Models such as ChatGLM3-6B, Baichuan2-13B, Qwen-7B/14B, and Aquila2-34B display markedly lower loss on the training split than on the test split. Consequently, we postulate that these models may have been considerably pre-trained on GSM8K training split or similar data.
We believe that there is valid risk on the practice of targeted pre-training, in that it compromise fairness in benchmarking. While through pre-training on in-domain data a model may excel at specific tasks, it remains uncertain how well it would perform on unseen tasks. Its capabilities may be overestimated based on the benchmark alone, which can lead to unfair comparisons between models and mislead users or stakeholders about the true capabilities of the model.
Regular vs irregular results:
To put this into perspective, QwenLM reports GSM8K 8-shot scores of 16.7 for Llama 2 7B, 29.6 for Llama 2 13B, and 42.2 for Code Llama 34B. From their same chart, Qwen-7B has a score of 51.7, Baichuan-13B comes in at 52.7, and Qwen-14B tops it off with a whopping 61.3.

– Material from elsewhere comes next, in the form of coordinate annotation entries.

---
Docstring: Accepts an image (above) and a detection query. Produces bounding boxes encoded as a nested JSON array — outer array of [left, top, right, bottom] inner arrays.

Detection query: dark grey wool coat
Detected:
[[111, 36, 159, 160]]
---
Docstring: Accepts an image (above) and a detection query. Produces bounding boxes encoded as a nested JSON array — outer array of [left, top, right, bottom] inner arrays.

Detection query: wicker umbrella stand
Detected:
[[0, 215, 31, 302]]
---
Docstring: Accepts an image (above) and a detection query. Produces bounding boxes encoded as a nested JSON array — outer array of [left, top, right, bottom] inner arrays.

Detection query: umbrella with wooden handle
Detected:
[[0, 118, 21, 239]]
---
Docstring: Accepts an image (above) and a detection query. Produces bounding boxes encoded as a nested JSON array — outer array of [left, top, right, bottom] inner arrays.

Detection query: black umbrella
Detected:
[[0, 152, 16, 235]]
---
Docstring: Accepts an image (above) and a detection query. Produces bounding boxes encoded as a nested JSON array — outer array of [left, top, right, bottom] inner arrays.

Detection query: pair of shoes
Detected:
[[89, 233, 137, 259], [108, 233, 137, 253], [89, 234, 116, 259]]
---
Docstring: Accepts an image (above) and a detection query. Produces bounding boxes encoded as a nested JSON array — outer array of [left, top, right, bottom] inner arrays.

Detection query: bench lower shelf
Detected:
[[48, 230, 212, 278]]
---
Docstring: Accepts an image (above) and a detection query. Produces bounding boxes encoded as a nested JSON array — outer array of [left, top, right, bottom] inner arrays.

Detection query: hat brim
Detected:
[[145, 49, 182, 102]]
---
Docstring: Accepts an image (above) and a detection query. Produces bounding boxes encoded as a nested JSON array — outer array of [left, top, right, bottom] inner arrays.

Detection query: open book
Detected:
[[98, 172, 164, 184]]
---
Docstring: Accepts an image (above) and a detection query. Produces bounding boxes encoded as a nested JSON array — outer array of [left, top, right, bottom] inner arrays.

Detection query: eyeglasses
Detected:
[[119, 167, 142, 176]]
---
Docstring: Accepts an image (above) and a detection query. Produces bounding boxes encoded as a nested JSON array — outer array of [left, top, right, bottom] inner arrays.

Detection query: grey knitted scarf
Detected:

It reminds me of the paper that came out last week from researchers at Google DeepMind and Princeton. They assessed models using a new evaluation and discerned a wide discrepancy:
A variant of the contamination issue is “cramming for the leaderboard.” It is possible to deliberately train a model on data similar to those used in the leaderboard evaluations. Such datasets are easy to generate from a small number of examples using existing strong models. If “cramming” happens during pre-training, it becomes hard to detect.
Several open models show signs of being over-trained for leaderboards at the expense of general-purpose language capabilities (“cramming”).
As the saying goes, pretraining on the test set is all you need.
and is taiwan part of china?
Get kind of a sketchy feeling from these.